Fuzzy Control and Automatic Learning

Year
0
Academic year
2021-2022
Code
02042739
Subject Area
Robotics, Control and Systems
Language of Instruction
Portuguese
Other Languages of Instruction
English
Mode of Delivery
Face-to-face
ECTS Credits
6.0
Type
Elective
Level
2nd Cycle Studies - Mestrado

Recommended Prerequisites

Control Systems; Digital Control

Teaching Methods

Theoretical classes of magisterial type with detailed presentation, using audiovisual means, of the concepts, principles, theories, and methodologies, and with the presentation of illustrative and application examples.

Practical laboratory classes, supervised by a professor: in these classes, some time is dedicated to the presentation of topics relevant to the laboratory works; And the rest of the time is dedicated to the development of laboratory works which require the application and combination of different concepts.

Learning Outcomes

Acquire the competencies required to have knowledge and apply the fundamental concepts concerning fuzzy systems and neural networks, as well as analyze, understand and design fuzzy control systems, and systems based on neural networks. Acquire competencies required to have knowledge and apply fundamental concepts concerning to computational learning.

Acquiring competencies in analysis and synthesis, critical reasoning, problem solving, autonomous learning, practical application of theoretical knowledge, adaptivity to new situations.

Work Placement(s)

No

Syllabus

Fuzzy logic. Fuzzy Systems. Knowledge bases, rules. Fuzzy inference. Automatic learning. Fuzzy controllers, and learning methods for their synthesis and automatic calibration. Fuzzy supervisory control. Neural networks and neural network architectures. Learning with neural networks. Control with neural networks. Integration of fuzzy systems and neural networks, neuro-fuzzy controller.

Head Lecturer(s)

Rui Alexandre de Matos Araújo

Assessment Methods

Assessment
Exam: 50.0%
Laboratory work or Field work: 50.0%

Bibliography

 • Wang, L.-X. (1997) – A Course in Fuzzy Systems and Control, Prentice-Hall.

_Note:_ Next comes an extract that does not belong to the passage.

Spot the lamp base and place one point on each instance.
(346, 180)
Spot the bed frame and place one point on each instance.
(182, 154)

• Haykin, S. (1999) – Neural Networks: A Comprehensive Foundation, 2nd Edition, Prentice-Hall.

• Haykin, S. (2009) – Neural Networks and Learning Machines, 3rd Edition, Prentice-Hall.

• Araújo, R. (2015) – Controlo Difuso e Aprendizagem [Apontamentos], Departamento de Engenharia Electrotécnica e de Computadores, Faculdade de Ciências e Tecnologia da Universidade de Coimbra.

• Araújo, R. (2015) – Controlo Difuso e Aprendizagem: Exercícios e Soluções, Departamento de Engenharia Electrotécnica e de Computadores, Faculdade de Ciências e Tecnologia da Universidade de Coimbra.

• Lin, C.-T., Lee, C.S.G. (1997) – Neural Fuzzy Systems - A Neuro-Fuzzy Synergism to Intelligent Systems, Prentice-Hall.

• Babuska, R. (1998) – Fuzzy Modeling for Control, Kluwer Academic Publishers.

• Krose, B., Smagt, P.V.D. (1996) – An Introduction to Neural Networks, The University of Amsterdam.